A campanha das eleições
presidenciais de 1949
Em 1949, na ressaca da derrota de Hitler, de que o Estado Novo era um apoiante encapotado, surgiu pela primeira vez a hipótese de alguma propaganda da oposição, embora condicionada, e com grandes entraves à possibilidade de discutir eleitoralmente a legitimidade do regime, tanto que a Oposição acabou por não ir às urnas.

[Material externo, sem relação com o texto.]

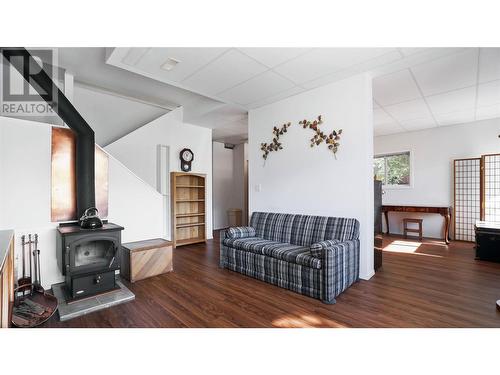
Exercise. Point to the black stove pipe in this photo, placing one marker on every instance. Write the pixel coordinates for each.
(85, 139)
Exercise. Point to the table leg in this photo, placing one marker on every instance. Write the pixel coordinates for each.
(447, 219)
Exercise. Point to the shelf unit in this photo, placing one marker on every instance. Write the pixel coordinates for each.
(188, 208)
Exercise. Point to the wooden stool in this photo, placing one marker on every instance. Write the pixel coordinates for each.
(406, 221)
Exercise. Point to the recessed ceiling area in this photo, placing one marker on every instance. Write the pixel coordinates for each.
(460, 88)
(413, 88)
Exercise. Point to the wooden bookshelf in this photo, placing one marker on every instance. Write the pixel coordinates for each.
(188, 208)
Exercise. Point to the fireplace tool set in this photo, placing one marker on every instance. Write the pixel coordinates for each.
(32, 306)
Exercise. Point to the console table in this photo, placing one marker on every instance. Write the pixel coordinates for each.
(443, 211)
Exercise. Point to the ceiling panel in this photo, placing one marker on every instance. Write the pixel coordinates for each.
(447, 73)
(227, 71)
(419, 124)
(387, 128)
(489, 64)
(408, 51)
(371, 66)
(272, 99)
(260, 87)
(322, 61)
(453, 101)
(491, 111)
(410, 110)
(273, 56)
(381, 117)
(488, 94)
(190, 60)
(456, 117)
(395, 88)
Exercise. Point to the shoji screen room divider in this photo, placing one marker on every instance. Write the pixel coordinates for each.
(477, 193)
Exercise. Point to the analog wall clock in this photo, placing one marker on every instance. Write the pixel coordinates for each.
(186, 157)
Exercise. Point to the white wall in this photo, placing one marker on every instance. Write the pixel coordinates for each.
(112, 116)
(228, 182)
(138, 151)
(26, 189)
(433, 151)
(299, 179)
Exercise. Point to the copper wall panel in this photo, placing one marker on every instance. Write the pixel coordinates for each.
(63, 199)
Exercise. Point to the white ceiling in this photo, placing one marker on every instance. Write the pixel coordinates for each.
(116, 101)
(414, 88)
(459, 88)
(112, 116)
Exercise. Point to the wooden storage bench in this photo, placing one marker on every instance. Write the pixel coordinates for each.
(143, 259)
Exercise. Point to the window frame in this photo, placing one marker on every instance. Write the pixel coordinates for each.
(411, 175)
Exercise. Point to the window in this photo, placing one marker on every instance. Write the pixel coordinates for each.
(393, 169)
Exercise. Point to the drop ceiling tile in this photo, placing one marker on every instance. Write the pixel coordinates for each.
(134, 55)
(418, 124)
(447, 73)
(489, 64)
(321, 61)
(409, 110)
(488, 94)
(370, 65)
(453, 101)
(408, 51)
(275, 98)
(456, 118)
(273, 56)
(492, 111)
(190, 60)
(387, 128)
(381, 117)
(227, 71)
(260, 87)
(395, 88)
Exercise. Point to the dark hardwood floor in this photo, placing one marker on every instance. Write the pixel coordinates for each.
(427, 285)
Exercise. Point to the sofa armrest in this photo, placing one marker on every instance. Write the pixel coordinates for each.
(317, 248)
(340, 266)
(240, 232)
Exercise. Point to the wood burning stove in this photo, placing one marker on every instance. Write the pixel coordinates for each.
(88, 258)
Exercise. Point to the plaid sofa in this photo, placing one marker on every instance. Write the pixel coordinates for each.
(316, 256)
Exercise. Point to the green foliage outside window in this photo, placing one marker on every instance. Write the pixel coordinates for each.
(392, 169)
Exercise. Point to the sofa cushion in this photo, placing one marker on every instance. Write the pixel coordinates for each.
(318, 247)
(279, 250)
(240, 232)
(303, 230)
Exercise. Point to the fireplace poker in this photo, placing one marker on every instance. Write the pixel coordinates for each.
(37, 283)
(24, 281)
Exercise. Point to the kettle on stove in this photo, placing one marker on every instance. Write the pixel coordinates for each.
(90, 219)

Em Mortágua, a Oposição não deixou de marcar a sua posição política, realizando sessões de propaganda. Por sua vez, as forças do regime também
defenderam aguerridamente o seu candidato e a política que vinha sendo desenvolvida.
Temos ainda o anúncio da sessão promovida pela Oposição:
Mas pensamos que é interessante ler a reportagem feita pela Defesa da Beira, das duas sessões de propaganda, que transcrevemos:
Defesa da Beira, 6 de
Fevereiro de 1949
O
actual momento político
As
eleições estão à porta.
A
propaganda eleitoral a favor das candidaturas dos srs. Marechal Carmona,
candidato da União Nacional e General Norton de Matos, candidato da oposição, à
presidência da República, tem sido intensíssima nos dois sectores da vida
política.
A luta
continua acesa nos dois campos diametralmente opostos, até à vitoria final. Por
todo o país se têm realizado sessões de propaganda a favor de cada um dos ilustres candidatos.
Chegou
também a vez a Mortágua de se manifestar acerca desse momento político da vida
nacional.
Promovida
pela Comissão concelhia de propaganda da candidatura do General sr. Norton de
Matos, a qual, como dissemos é constituída pelos srs. : Abel de Oliveira,
Anacleto Fernandes, dr. António Ferreira Gonçalves, Augusto de Morais Lobo,
José Ferreira de Gouveia, Dr. Manuel Afonso e Tomaz da Fonseca, promoveu,
também, como noticiamos no último número, uma dessas sessões de propaganda, que
se realizou na tarde do último domingo, no Teatro Clube desta vila. Sala
completamente cheia, notando-se a presença de algumas senhoras.
Representava
a autoridade o ilustre presidente do Município, Sr. José Abreu.
A mesa
constitui-se sob a presidência do sr. Tomaz da Fonseca, em substituição do
ilustre democrata viseense, sr. dr. Bernardo Pais de Almeida, que o seu
precário estado de saúde não permitiu que comparecesse.
É dada
em primeiro lugar a palavra ao ilustre avogado de Viseu, sr. dr. Álvaro
Monteiro, que a assistência acolheu com uma estridente salva de palmas.
O dr.
Álvaro Monteiro, que no foro marca um papel preponderante, proferiu um
brilhante discurso cheio de arrebatamento e cheio de conceitos e argumentos que
não podem ser rebatidos.
Terminou
por dizer que a oposição está tão unida e forte que vencerá as eleições.
O sr.
dr. Vítor Hugo, que a seguir usa da palavra, profere, também, um discurso
arrebatador, vibrante de entusiasmo e de confiança na vitória da Democracia,
terminando por dizer:
- Nós
venceremos porque somos mais e somos melhores.
Fala em
seguida o dr. Mário Gomes da Silva, orador fluente e arrebatador.
Nas
suas afirmações acerca do estado de decadência em que se encontra a povoação
onde, pelo matrimónio, é forçado a permanecer por vezes, sofreu um aparte do
ilustre representante da autoridade que ele rebateu de modo a receber da
assistência uma estridente salva de palmas.
Falou
ainda o capitão sr. António Correia, também de Viseu, que liga à palavra
Mortágua, a palavra República. Fala em Lopes de Oliveira, nome que foi acolhido
com verdadeiro entusiasmo pela assistência. Espraia-se em considerações apesar
do seu bem manifesto precário estado de saúde.
O
tenente sr. Anastácio José dos Santos, ainda de Viseu, é portador de alguns
documentos muito curiosos, cuja doutrina nos mesmos expandida escalpela com
aquela graça e chiste que são seu apanágio.
Nesta
altura foi lida pelo membro da Comissão, sr. Augusto Lobo, uma carta do sr. dr.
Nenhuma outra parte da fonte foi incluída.